Michelle Smith has been making Whole30 compliant recipes for years and sharing them on The Whole Smiths blog and @thewholesmiths Instagram. We love her easy 30-second homemade mayo; her relatable sense of humor; and her family-friendly, flavorful recipes.
That’s why we can’t wait for June 5th, the day that Michelle’s The Whole Smiths Good Food Cookbook hits the shelves of your favorite bookstore. Good Food Cookbook is the first ever official Whole30 Endorsed cookbook, and it’s packed with 120 healthy recipes. The best part? Half of the dishes are automatically Whole30 compliant, and an additional 19 can be easily modified to fit the program.

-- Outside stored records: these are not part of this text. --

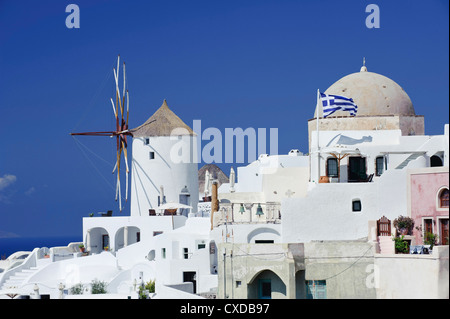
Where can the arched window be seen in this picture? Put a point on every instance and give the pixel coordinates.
(443, 198)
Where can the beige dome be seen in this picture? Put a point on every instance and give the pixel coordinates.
(374, 94)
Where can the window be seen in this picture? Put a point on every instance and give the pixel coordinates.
(356, 205)
(379, 168)
(428, 226)
(316, 289)
(265, 289)
(435, 161)
(357, 169)
(332, 167)
(105, 242)
(443, 198)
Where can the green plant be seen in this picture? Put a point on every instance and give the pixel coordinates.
(404, 223)
(148, 288)
(77, 289)
(401, 245)
(430, 239)
(98, 287)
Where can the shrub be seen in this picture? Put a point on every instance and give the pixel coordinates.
(148, 288)
(98, 287)
(401, 246)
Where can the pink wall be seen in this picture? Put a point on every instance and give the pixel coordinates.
(423, 199)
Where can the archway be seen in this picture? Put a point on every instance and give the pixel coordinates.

The remainder of the recipes will serve you in life after the Whole30, when you’re making your Food Freedom work for you. You’ll get a peek into how Michelle includes non-compliant items into her routine, with recipes that include some whole grains, dairy and natural sweeteners. The Whole Smiths Good Food Cookbook makes healthy home cooking a manageable, delicious and family-friendly endeavor in your everyday life, during and after your Whole30.

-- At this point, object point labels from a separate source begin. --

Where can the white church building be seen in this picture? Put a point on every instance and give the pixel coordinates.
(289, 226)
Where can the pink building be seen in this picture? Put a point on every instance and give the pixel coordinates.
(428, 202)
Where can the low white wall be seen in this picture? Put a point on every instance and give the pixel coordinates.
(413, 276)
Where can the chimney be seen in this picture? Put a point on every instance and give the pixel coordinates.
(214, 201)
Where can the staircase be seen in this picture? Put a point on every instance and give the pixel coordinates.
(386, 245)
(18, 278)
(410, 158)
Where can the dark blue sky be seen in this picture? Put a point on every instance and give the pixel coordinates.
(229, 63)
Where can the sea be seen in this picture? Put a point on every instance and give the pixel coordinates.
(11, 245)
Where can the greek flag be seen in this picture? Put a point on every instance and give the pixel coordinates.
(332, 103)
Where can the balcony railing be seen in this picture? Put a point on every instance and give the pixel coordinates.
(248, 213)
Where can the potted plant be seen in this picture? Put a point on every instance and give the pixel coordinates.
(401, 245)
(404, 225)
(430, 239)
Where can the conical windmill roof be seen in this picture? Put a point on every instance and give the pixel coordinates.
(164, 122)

Here’s the first sneak-peek from The Whole Smiths Good Food Cookbook, an all-in-one meal that left the entire Whole30 team drooling on their keyboards and will prove as appealing to grown-ups as it will to kids.
Broccoli Chicken Ranch Potatoes
I really wanted to include a Whole30-compliant twice-baked potato in this book. Even though twice- baked potatoes usually have cheese (and lots of it), I decided to make a go at creating a version so loaded with flavor and goodness that nobody would even miss the extra dairy. I’m here to tell you that I succeeded. – Michelle of The Whole Smiths
3 medium russet potatoes, scrubbed clean
1 1⁄2 teaspoons extra-virgin olive oil
2 teaspoons salt
3 tablespoons ghee or salted butter
3 scallions, chopped
2 garlic cloves, minced
1 1⁄2 tablespoons chopped fresh dill
1 tablespoon chopped fresh parsley
1 tablespoon nutritional yeast
2 teaspoons chopped fresh chives
1⁄4 teaspoon freshly ground black pepper
1⁄2 pound broccoli florets (from about 1⁄2 head)

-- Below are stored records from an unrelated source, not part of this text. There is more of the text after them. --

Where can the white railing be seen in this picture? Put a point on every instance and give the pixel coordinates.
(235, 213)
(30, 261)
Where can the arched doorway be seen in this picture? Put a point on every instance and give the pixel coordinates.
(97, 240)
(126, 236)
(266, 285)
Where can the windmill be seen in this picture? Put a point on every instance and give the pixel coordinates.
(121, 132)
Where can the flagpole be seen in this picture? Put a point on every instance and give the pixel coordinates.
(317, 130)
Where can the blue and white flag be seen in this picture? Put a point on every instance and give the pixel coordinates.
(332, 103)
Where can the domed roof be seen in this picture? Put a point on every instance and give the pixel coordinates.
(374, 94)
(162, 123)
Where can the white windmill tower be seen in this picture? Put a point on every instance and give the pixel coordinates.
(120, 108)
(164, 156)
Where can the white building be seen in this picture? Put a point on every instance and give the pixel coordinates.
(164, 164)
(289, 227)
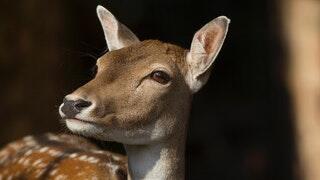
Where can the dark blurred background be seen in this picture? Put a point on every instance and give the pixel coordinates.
(240, 126)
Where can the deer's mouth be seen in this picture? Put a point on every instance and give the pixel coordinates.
(77, 120)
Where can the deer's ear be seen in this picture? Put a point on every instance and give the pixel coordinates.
(205, 47)
(117, 35)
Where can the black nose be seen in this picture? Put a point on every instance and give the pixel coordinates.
(71, 108)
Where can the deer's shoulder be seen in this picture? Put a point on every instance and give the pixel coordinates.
(59, 156)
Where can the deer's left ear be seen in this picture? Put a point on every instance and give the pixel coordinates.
(205, 47)
(117, 35)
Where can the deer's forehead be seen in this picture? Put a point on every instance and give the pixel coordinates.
(143, 55)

2 cups shredded cooked chicken (light and dark meat)
PREHEAT the oven to 450°F. Line a large baking sheet with parchment paper.
PRICK holes in the potatoes with a fork, then coat with the olive oil and sprinkle with 1 teaspoon of the salt. Place the potatoes on the prepared baking sheet and bake for 1 hour. Let cool. Reduce the oven temperature to 375°F.
CUT the cooled potatoes in half lengthwise and scrape the flesh into a large bowl, reserving the skins. Mash the ghee into the potatoes using a fork, then stir in the scallions, garlic, dill, parsley, nutritional yeast, chives, remaining 1 teaspoon salt, and the pepper. Add the broccoli and chicken and fold into the potato mixture.
SCOOP the potato filling into the reserved potato skins and place them upright on the baking sheet. Bake for 20 minutes, or until the edges of the potatoes are lightly golden.